Royal Bank of Canada was the first of the Big Six to announce the adjustment to its prime rate, in response to the Bank of Canada’s 50-basis-point hike that saw its rate reach 4.25%. This level is currently the highest it has been since early 2008.
Bank of Montreal, Bank of Nova Scotia, Canadian Imperial Bank of Commerce, and Toronto Dominion Bank also implemented 0.5% increases in their prime rates.
What guided the Bank of Canada’s hike?
A major driver of the central bank’s decision was the stronger-than-anticipated economic growth during the third quarter.

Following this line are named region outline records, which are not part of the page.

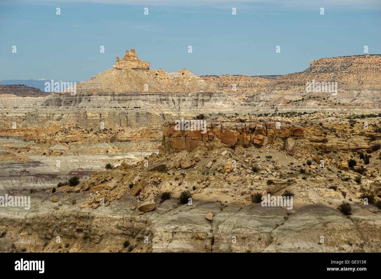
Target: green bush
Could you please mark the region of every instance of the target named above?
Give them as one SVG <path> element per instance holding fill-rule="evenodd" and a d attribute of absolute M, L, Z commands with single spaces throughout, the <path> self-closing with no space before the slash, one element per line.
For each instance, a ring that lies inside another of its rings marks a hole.
<path fill-rule="evenodd" d="M 283 197 L 293 197 L 294 196 L 294 193 L 290 191 L 286 190 L 283 192 L 282 196 Z"/>
<path fill-rule="evenodd" d="M 162 194 L 162 195 L 160 196 L 160 198 L 162 199 L 160 202 L 162 202 L 164 201 L 169 199 L 171 198 L 171 196 L 172 195 L 172 194 L 170 192 L 164 192 Z"/>
<path fill-rule="evenodd" d="M 369 163 L 369 156 L 367 154 L 364 155 L 364 164 L 367 165 Z"/>
<path fill-rule="evenodd" d="M 350 215 L 351 210 L 352 210 L 352 207 L 349 202 L 346 201 L 343 201 L 343 202 L 339 206 L 337 209 L 339 210 L 342 213 L 345 215 Z"/>
<path fill-rule="evenodd" d="M 361 183 L 361 177 L 360 175 L 356 176 L 356 178 L 355 179 L 355 181 L 357 182 L 357 184 L 359 184 Z"/>
<path fill-rule="evenodd" d="M 375 143 L 372 145 L 372 150 L 373 151 L 377 151 L 381 148 L 381 144 L 379 143 Z"/>
<path fill-rule="evenodd" d="M 258 203 L 262 201 L 262 193 L 257 192 L 255 194 L 251 195 L 251 201 L 255 203 Z"/>
<path fill-rule="evenodd" d="M 69 186 L 75 186 L 79 183 L 79 177 L 78 176 L 73 176 L 68 180 Z"/>
<path fill-rule="evenodd" d="M 348 166 L 349 167 L 353 167 L 355 166 L 356 166 L 356 161 L 354 160 L 353 159 L 351 159 L 348 161 Z"/>
<path fill-rule="evenodd" d="M 183 191 L 181 192 L 181 193 L 180 194 L 180 197 L 179 198 L 179 199 L 180 200 L 180 202 L 184 204 L 187 203 L 188 199 L 190 198 L 192 198 L 192 194 L 190 193 L 190 191 L 188 190 L 187 191 Z"/>

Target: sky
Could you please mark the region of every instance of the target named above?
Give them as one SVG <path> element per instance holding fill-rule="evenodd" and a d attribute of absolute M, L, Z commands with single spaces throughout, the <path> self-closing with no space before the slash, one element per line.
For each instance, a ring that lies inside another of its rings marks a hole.
<path fill-rule="evenodd" d="M 381 54 L 381 0 L 0 0 L 0 80 L 87 80 L 131 48 L 151 69 L 284 75 Z"/>

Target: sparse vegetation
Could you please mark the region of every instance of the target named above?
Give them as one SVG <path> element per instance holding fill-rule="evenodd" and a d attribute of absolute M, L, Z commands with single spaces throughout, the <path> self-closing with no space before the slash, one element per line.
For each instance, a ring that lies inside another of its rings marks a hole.
<path fill-rule="evenodd" d="M 361 183 L 361 177 L 360 175 L 357 175 L 356 177 L 356 178 L 355 179 L 355 181 L 358 184 L 359 184 Z"/>
<path fill-rule="evenodd" d="M 73 176 L 68 180 L 68 182 L 70 186 L 76 186 L 79 183 L 79 177 Z"/>
<path fill-rule="evenodd" d="M 164 192 L 160 196 L 160 198 L 161 199 L 160 202 L 162 202 L 164 201 L 169 199 L 171 198 L 171 196 L 172 196 L 172 194 L 170 192 Z"/>
<path fill-rule="evenodd" d="M 255 203 L 260 202 L 262 201 L 262 193 L 257 192 L 255 194 L 251 195 L 251 201 Z"/>
<path fill-rule="evenodd" d="M 188 202 L 188 199 L 192 198 L 192 194 L 189 190 L 187 191 L 183 191 L 180 194 L 180 197 L 179 199 L 180 200 L 180 202 L 184 204 Z"/>
<path fill-rule="evenodd" d="M 286 190 L 283 192 L 282 196 L 284 197 L 293 197 L 294 196 L 294 193 L 290 191 Z"/>
<path fill-rule="evenodd" d="M 354 166 L 356 166 L 357 163 L 353 159 L 351 159 L 348 161 L 348 166 L 349 167 L 353 167 Z"/>
<path fill-rule="evenodd" d="M 165 166 L 165 164 L 162 164 L 161 165 L 154 167 L 151 169 L 151 171 L 157 171 L 159 172 L 166 172 L 168 171 L 168 169 Z"/>
<path fill-rule="evenodd" d="M 343 201 L 341 204 L 337 207 L 337 209 L 345 215 L 350 215 L 352 207 L 349 203 L 346 201 Z"/>
<path fill-rule="evenodd" d="M 364 155 L 364 164 L 367 165 L 369 163 L 369 156 L 367 154 Z"/>

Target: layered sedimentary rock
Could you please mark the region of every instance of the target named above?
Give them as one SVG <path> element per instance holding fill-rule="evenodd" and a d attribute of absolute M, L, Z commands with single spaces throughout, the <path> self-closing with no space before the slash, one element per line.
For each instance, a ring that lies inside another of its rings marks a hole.
<path fill-rule="evenodd" d="M 266 145 L 272 143 L 277 137 L 303 137 L 303 128 L 300 124 L 296 125 L 277 127 L 275 123 L 207 123 L 203 133 L 200 130 L 176 131 L 174 122 L 166 123 L 163 125 L 163 139 L 159 149 L 161 152 L 171 153 L 182 150 L 190 151 L 200 146 L 231 148 Z"/>
<path fill-rule="evenodd" d="M 146 63 L 139 60 L 135 54 L 135 49 L 131 48 L 131 52 L 126 51 L 126 55 L 122 59 L 117 56 L 116 62 L 113 67 L 118 70 L 130 68 L 133 70 L 149 70 L 149 62 Z"/>

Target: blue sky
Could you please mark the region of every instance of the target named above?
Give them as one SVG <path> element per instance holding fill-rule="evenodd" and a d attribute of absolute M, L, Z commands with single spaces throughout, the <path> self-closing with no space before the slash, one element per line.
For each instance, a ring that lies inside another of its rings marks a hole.
<path fill-rule="evenodd" d="M 0 80 L 86 80 L 131 48 L 151 69 L 282 75 L 381 53 L 381 1 L 0 0 Z"/>

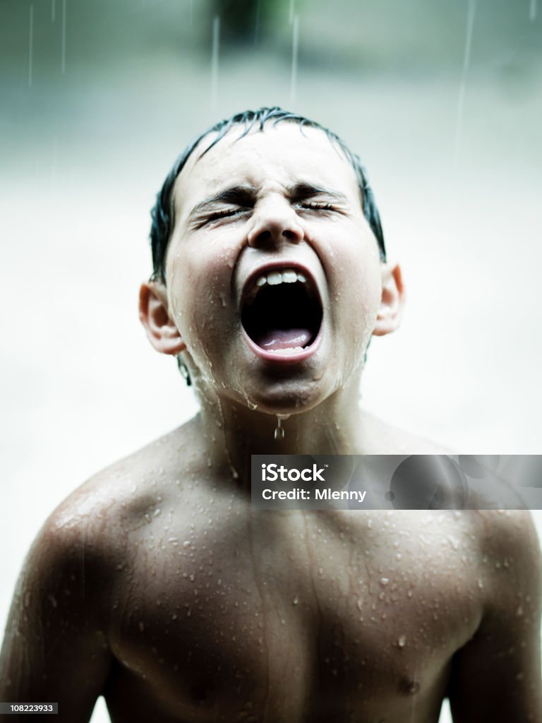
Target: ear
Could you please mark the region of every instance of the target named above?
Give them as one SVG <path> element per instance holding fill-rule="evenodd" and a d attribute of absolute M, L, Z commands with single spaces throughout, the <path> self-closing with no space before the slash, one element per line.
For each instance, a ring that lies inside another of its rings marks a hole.
<path fill-rule="evenodd" d="M 169 315 L 168 295 L 163 283 L 150 281 L 139 289 L 139 319 L 149 341 L 163 354 L 178 354 L 186 348 Z"/>
<path fill-rule="evenodd" d="M 401 322 L 405 305 L 405 287 L 398 264 L 382 264 L 382 296 L 373 334 L 384 336 L 395 331 Z"/>

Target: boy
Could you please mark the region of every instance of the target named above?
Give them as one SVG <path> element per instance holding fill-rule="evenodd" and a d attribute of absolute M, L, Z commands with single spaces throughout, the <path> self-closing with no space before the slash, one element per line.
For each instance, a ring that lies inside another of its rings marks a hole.
<path fill-rule="evenodd" d="M 141 319 L 201 411 L 47 521 L 0 700 L 70 723 L 100 694 L 130 723 L 436 723 L 449 696 L 460 723 L 540 723 L 528 515 L 251 510 L 252 454 L 439 451 L 358 408 L 403 288 L 357 159 L 305 119 L 240 114 L 176 164 L 151 236 Z"/>

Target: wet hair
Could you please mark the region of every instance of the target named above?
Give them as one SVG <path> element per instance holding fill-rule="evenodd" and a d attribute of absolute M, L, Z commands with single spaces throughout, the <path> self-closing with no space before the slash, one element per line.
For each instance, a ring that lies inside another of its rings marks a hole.
<path fill-rule="evenodd" d="M 303 132 L 303 129 L 305 127 L 317 128 L 322 131 L 331 142 L 334 145 L 338 146 L 343 152 L 356 174 L 361 197 L 361 208 L 363 208 L 364 215 L 377 239 L 380 259 L 382 261 L 386 260 L 386 248 L 384 244 L 384 234 L 382 233 L 382 228 L 380 223 L 380 216 L 377 208 L 377 205 L 374 202 L 373 192 L 367 180 L 366 172 L 361 165 L 360 159 L 355 153 L 352 153 L 346 143 L 339 136 L 333 133 L 328 128 L 324 127 L 319 123 L 317 123 L 315 121 L 304 118 L 303 116 L 298 116 L 295 113 L 290 113 L 288 111 L 283 110 L 281 108 L 275 106 L 273 108 L 260 108 L 257 111 L 245 111 L 244 113 L 238 113 L 236 115 L 232 116 L 231 118 L 220 121 L 193 140 L 175 161 L 173 168 L 168 174 L 163 185 L 156 197 L 156 203 L 150 212 L 152 218 L 150 244 L 152 252 L 152 279 L 161 281 L 165 281 L 165 280 L 164 273 L 165 252 L 175 223 L 171 198 L 172 191 L 177 176 L 184 168 L 186 161 L 200 141 L 211 133 L 217 134 L 212 142 L 200 154 L 199 158 L 201 158 L 213 146 L 222 140 L 224 136 L 233 127 L 239 126 L 243 129 L 241 134 L 237 139 L 239 140 L 247 135 L 254 128 L 257 128 L 259 132 L 262 132 L 265 124 L 267 122 L 271 122 L 273 126 L 276 126 L 278 124 L 283 121 L 296 123 L 299 126 L 301 132 Z"/>

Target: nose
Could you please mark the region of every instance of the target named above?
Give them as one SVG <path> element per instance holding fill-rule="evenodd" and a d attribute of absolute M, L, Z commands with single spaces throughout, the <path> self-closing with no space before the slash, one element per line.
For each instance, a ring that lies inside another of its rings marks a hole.
<path fill-rule="evenodd" d="M 304 233 L 295 211 L 285 198 L 267 199 L 258 205 L 247 239 L 249 245 L 277 245 L 288 241 L 298 244 Z"/>

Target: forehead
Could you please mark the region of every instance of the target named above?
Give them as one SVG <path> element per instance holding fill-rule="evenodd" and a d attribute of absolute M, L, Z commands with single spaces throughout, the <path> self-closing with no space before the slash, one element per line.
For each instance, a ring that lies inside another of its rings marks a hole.
<path fill-rule="evenodd" d="M 352 166 L 343 151 L 319 129 L 284 121 L 263 131 L 233 127 L 205 155 L 216 134 L 206 136 L 194 150 L 173 188 L 178 212 L 186 210 L 226 186 L 310 182 L 340 191 L 353 199 L 359 190 Z"/>

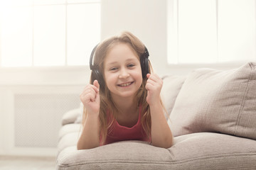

“The economy continued to operate in excess demand,” the BoC said. “Canada’s labour market remains tight, with unemployment near historic lows. While commodity exports have been strong, there is growing evidence that tighter monetary policy is restraining domestic demand: consumption moderated in the third quarter, and housing market activity continues to decline.”
The institution assured that it will keep a close eye on how this tighter policy environment will influence demand, as well as the knock-on effects on supply and inflation.
“Quantitative tightening is complementing increases in the policy rate,” the BoC said. “We are resolute in our commitment to achieving the 2% inflation target and restoring price stability for Canadians.”